Stitch down seam, reinforcing the ends by going back and forth a few times. Repeat on other armhole.
Now we’re ready to make the ribbon casing on the top, this is last step. I know! Easy, right?!
First you’re going to want to fold down about 1/4″ and press. Repeat on other side of top as well.
Now fold down another 3/4″ and press again. By doing this you make a nice neat finished edge for the casing.
Stitch down the edge of the last fold you did. See how that creates the case for the ribbon to slip through? Repeat on other side.
Now cut 2 strips of satin ribbon that are about 1/2″ wide. I cut mine extra long because I wasn’t sure how much I’d need since the model was still napping. I ended up using 2 16″ strips but had cut 2 26″ strips to be safe. I’d rather trim off the excess than not have enough!
If you didn’t know this already than you’re SO about to thank me. To keep ribbon from fraying simply burn the edges BRIEFLY with a lighter. It melts down the edge and stops all fraying. Go ahead and do this to the ends of your 2 strips.
Here’s another trick you probably already know but if not you’re SO gonna love it. To thread the ribbon through the casing (or the drawstrings back through the waist of your fav pajama pants) simply attach a safety pin to the end. This will give you something to work through the casing. Easy. Just how I like it. Work one ribbon through one side and the other, well, through the other side. Gather the neckline and tie ribbon in bows on shoulders. It should look something like the pic below.
Once you can try the dress on your little rockstar you’ll be able to see where you need to trim the ribbon. Just remember to leave some excess so you can loosen the dress as she grows. Oh, and if you do trim the edges reseal them. Obviously not while on child. While I’m giving out common sense advice, when making this dress or any pillowcase dress you should monitor your child while wearing it. Double knot the bows since any string around a neck can be a choking hazard if a kid is left to themselves.
Still want more? How about a rockin’ headband to complete the look…
From the top half of the tshirt cut out 2 strips (catching the front and back of the shirt will make both strips at once) that’s around 3″ wide and 18″ long. If you don’t quite have this much but come close you might want to try anyway, there’s some wiggle room in there.

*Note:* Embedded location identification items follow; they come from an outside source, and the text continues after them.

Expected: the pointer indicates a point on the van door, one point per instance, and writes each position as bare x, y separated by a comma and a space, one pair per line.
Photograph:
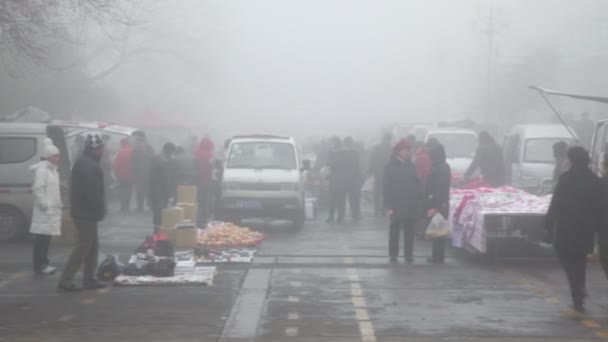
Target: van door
513, 158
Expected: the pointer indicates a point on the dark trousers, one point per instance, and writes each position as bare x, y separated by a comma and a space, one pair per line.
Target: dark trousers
337, 202
85, 252
41, 251
141, 193
354, 198
408, 226
575, 267
125, 192
438, 255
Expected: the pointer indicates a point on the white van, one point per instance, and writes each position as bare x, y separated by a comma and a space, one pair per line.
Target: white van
20, 147
528, 152
262, 179
460, 145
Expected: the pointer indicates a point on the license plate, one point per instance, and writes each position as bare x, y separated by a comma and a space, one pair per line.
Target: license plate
248, 205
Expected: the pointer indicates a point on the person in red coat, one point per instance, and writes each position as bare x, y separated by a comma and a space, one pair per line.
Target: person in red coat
205, 155
423, 164
123, 170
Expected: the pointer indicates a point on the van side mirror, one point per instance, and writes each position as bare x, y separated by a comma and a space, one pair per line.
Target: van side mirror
306, 166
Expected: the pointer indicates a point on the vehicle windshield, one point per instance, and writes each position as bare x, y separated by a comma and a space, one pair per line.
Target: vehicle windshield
457, 145
262, 155
541, 150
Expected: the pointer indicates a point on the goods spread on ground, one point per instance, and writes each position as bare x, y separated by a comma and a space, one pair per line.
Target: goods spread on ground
469, 209
228, 235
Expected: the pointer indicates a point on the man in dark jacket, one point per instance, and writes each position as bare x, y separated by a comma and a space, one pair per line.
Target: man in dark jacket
573, 218
438, 194
87, 198
380, 156
402, 200
141, 156
162, 186
489, 160
353, 178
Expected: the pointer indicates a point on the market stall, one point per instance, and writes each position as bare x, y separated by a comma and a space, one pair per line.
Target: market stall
480, 215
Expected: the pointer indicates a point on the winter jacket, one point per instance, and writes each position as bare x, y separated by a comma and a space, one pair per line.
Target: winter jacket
439, 182
489, 160
88, 193
352, 168
123, 164
402, 190
423, 166
162, 182
575, 212
46, 218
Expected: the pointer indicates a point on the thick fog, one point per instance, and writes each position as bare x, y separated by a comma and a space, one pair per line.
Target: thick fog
337, 66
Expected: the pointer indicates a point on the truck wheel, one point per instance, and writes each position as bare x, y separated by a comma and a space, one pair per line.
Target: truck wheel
13, 225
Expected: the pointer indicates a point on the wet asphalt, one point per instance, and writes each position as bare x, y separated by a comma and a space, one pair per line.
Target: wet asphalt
321, 283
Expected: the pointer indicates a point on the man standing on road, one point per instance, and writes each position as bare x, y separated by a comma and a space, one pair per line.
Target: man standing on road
402, 200
88, 209
162, 186
573, 218
141, 157
353, 175
489, 160
378, 160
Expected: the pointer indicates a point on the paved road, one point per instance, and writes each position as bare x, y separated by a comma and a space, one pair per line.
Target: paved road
322, 283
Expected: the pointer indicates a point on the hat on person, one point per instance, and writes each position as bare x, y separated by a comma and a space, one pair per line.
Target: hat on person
93, 142
403, 144
48, 149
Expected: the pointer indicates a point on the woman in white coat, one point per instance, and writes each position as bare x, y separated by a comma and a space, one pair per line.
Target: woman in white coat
46, 220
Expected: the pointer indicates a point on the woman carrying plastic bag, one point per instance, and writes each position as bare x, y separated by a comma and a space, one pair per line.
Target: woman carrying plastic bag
438, 201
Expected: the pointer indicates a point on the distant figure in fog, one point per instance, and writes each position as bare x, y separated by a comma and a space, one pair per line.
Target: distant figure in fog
162, 183
489, 160
338, 168
438, 195
142, 156
403, 197
423, 163
77, 148
186, 167
573, 218
562, 164
46, 218
380, 156
584, 129
87, 198
353, 177
123, 170
205, 155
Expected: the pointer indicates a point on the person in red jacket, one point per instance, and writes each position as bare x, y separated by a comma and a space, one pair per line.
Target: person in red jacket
423, 163
205, 155
123, 170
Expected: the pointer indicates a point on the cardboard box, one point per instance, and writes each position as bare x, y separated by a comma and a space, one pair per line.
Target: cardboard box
186, 194
186, 237
190, 211
171, 217
170, 232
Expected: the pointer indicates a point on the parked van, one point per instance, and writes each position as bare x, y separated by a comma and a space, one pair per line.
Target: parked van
528, 152
262, 179
20, 148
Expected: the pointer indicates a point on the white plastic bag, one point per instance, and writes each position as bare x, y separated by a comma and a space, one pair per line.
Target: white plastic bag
438, 227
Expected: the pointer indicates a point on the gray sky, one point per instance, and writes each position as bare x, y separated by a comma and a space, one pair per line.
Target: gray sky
333, 65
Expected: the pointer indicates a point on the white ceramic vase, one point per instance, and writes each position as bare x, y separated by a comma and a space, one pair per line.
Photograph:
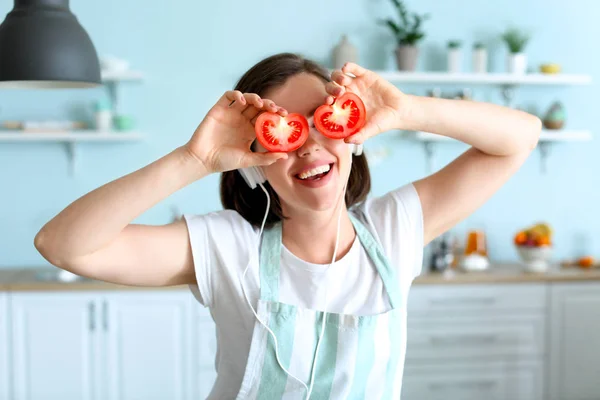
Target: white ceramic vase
480, 61
516, 63
344, 52
454, 60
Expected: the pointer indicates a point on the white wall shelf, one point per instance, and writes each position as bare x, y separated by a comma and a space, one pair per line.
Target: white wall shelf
547, 137
562, 135
69, 139
488, 78
115, 76
508, 82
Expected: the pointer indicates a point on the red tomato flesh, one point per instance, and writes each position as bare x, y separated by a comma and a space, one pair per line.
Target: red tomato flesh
343, 118
281, 134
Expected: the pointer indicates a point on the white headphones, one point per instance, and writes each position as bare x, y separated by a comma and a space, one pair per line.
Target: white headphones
255, 176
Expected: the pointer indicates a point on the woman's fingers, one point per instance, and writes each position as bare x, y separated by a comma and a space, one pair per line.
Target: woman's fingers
341, 78
236, 99
334, 89
255, 103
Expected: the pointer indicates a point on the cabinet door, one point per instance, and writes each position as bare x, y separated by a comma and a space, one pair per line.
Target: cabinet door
494, 380
54, 346
148, 344
574, 356
206, 349
4, 346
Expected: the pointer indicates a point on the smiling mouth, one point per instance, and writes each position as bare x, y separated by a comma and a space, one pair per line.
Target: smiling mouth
315, 174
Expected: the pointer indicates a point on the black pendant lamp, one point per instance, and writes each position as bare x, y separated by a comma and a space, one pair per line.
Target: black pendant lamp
42, 45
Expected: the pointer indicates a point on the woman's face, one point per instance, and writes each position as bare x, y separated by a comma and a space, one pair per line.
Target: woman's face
312, 177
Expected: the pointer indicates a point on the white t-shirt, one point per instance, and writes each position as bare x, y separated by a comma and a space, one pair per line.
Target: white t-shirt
223, 243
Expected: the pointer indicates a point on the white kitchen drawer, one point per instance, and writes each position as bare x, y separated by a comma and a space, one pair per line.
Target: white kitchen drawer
482, 299
483, 381
470, 337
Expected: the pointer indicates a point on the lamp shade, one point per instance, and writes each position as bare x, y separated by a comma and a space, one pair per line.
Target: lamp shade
42, 45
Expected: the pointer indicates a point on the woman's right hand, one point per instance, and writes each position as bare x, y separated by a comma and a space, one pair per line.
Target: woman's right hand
222, 140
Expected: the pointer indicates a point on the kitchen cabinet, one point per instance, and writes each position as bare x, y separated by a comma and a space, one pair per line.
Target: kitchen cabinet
476, 342
55, 339
491, 380
111, 345
206, 350
147, 341
5, 386
574, 357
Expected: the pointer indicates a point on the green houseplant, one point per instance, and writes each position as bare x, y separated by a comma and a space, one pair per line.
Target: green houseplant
407, 30
516, 41
454, 56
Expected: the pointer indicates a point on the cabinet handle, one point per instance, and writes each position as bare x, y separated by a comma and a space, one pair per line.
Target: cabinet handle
487, 385
464, 339
92, 316
464, 300
105, 315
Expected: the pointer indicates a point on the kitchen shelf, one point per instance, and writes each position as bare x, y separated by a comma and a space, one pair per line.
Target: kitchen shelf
69, 139
508, 82
562, 135
115, 76
486, 78
547, 137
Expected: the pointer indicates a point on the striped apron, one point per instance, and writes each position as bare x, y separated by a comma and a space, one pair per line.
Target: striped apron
361, 357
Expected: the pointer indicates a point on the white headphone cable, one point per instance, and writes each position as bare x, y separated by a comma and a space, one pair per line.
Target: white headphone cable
340, 203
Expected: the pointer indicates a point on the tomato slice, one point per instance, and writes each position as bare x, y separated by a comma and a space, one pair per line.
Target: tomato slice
343, 118
281, 134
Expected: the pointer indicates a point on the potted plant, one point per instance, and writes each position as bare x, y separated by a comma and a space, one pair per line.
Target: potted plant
516, 42
407, 32
454, 56
479, 58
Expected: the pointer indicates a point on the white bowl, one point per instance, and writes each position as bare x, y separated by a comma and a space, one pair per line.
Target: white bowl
535, 259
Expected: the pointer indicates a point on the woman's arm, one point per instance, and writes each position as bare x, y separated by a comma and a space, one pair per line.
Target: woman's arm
502, 139
94, 236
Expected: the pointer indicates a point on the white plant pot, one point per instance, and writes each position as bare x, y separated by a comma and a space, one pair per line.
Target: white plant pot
480, 61
454, 60
516, 63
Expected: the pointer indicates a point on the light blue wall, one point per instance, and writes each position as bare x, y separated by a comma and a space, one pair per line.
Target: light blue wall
191, 51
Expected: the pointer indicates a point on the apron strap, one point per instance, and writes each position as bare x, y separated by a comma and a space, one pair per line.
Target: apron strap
386, 270
270, 257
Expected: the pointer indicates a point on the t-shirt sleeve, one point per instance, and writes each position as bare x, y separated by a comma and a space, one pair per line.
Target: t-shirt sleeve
220, 243
397, 218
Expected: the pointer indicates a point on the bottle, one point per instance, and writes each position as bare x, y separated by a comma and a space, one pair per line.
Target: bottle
103, 115
344, 52
442, 256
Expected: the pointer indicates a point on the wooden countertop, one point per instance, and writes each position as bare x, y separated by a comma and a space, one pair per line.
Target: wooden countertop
508, 273
27, 279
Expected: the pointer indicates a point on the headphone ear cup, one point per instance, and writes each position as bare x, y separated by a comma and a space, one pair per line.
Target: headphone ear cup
253, 176
356, 149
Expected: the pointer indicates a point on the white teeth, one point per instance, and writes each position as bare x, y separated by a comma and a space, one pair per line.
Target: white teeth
314, 171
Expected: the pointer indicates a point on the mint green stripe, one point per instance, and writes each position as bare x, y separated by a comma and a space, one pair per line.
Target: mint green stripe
365, 358
326, 361
273, 379
395, 332
377, 255
270, 256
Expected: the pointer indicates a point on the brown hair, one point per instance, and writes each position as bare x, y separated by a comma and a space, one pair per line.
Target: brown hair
236, 195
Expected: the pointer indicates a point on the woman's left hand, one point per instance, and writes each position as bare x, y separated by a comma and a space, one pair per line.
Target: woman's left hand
384, 102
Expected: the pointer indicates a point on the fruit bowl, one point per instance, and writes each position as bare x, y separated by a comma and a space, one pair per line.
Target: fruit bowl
535, 258
534, 246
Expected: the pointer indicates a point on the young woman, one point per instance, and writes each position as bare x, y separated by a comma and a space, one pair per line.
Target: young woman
335, 329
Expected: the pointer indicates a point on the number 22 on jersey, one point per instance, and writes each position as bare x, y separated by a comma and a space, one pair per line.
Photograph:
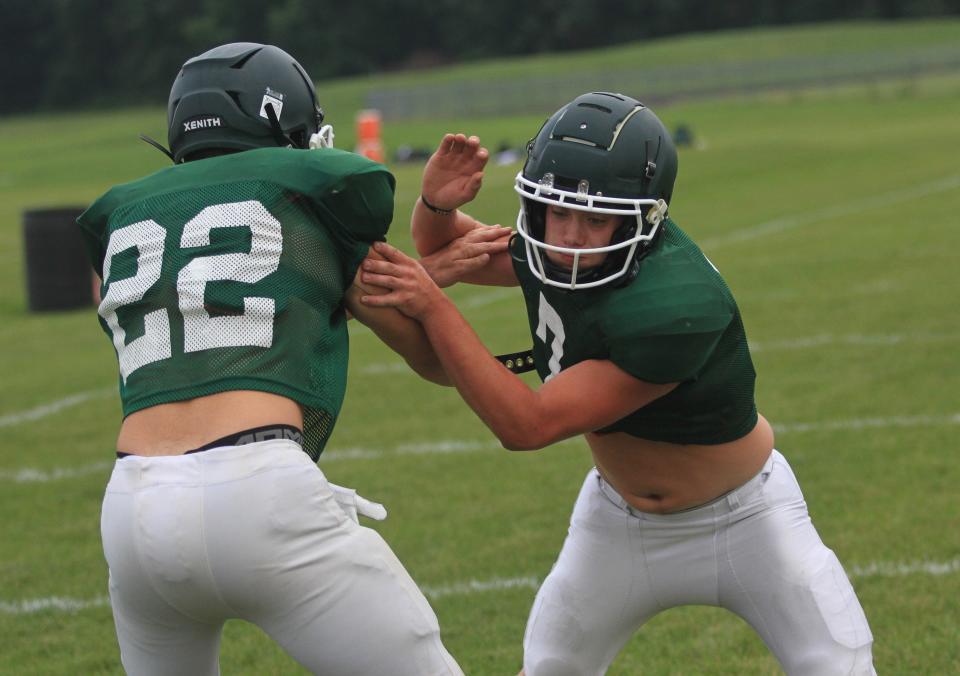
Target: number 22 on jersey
254, 327
550, 319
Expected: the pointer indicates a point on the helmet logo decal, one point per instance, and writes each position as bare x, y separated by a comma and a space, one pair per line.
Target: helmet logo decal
274, 99
203, 122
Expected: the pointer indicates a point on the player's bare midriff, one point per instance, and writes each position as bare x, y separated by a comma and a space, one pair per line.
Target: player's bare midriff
175, 428
660, 477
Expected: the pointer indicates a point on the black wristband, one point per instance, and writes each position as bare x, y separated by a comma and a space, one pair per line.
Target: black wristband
436, 210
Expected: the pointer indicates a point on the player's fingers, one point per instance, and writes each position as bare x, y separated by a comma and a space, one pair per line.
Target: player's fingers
476, 181
487, 233
474, 263
390, 253
385, 281
381, 268
446, 143
386, 300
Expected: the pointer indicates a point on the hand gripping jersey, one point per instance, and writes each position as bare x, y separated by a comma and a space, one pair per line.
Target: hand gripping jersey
229, 273
676, 321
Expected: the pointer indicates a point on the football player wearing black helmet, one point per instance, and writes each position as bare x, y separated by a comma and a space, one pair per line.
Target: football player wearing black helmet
642, 350
226, 282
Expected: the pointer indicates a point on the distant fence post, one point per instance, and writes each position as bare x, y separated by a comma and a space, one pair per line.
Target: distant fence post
59, 276
369, 143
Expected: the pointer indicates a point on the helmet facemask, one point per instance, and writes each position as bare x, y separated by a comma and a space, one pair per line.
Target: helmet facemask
602, 153
641, 223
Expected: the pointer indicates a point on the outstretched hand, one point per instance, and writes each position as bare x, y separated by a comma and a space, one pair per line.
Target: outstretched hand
465, 254
454, 173
411, 290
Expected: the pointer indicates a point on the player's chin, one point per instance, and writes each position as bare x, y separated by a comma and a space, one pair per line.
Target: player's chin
565, 261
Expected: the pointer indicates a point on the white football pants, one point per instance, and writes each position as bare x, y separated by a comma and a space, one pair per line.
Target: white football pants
254, 532
753, 551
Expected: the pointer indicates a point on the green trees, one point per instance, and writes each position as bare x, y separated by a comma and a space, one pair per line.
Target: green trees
81, 53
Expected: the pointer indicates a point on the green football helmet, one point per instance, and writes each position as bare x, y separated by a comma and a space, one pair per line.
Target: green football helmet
240, 96
603, 153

Next cut out 2 of the ‘bowtie’ shape shown. (also, cut front and back of shirt at same time for both pieces) I was going to scan and post this pattern but it’s SO easy. Fold a piece of paper in half and draw half the bowtie, cut out, open it and wah-lah. Bowtie pattern. It’s around 8″ long and 2″ at it’s widest points. You really don’t have to be too exact with this one.Now place the two sides of the headband right sides together, sew down the length of the headband. Once along the top, then across the bottom. Around an 1/8″ in. Turn tube right side out with safety pin trick.For the bow also lay two pieces right sides together. Pin where needed & stitch around edge 1/8 ” in leaving a small hole so you can turn it right side out.
Once turned handstitch turning hole shut.
Back to the headband, measure size of one of your child’s current headbands or I find around 8″ (folded in half, 16″ total) is good for a 9-12 mth old. Tshirt material naturally has a bit of stretch so you have some wiggle room there too. Mark with a pin and stitch back and forth several times. (I did it 6 times)Trim excess. Tie bowtie tightly around seam of headband to cover it up. Double knot if you like. Slip it on your girlie and hit the road!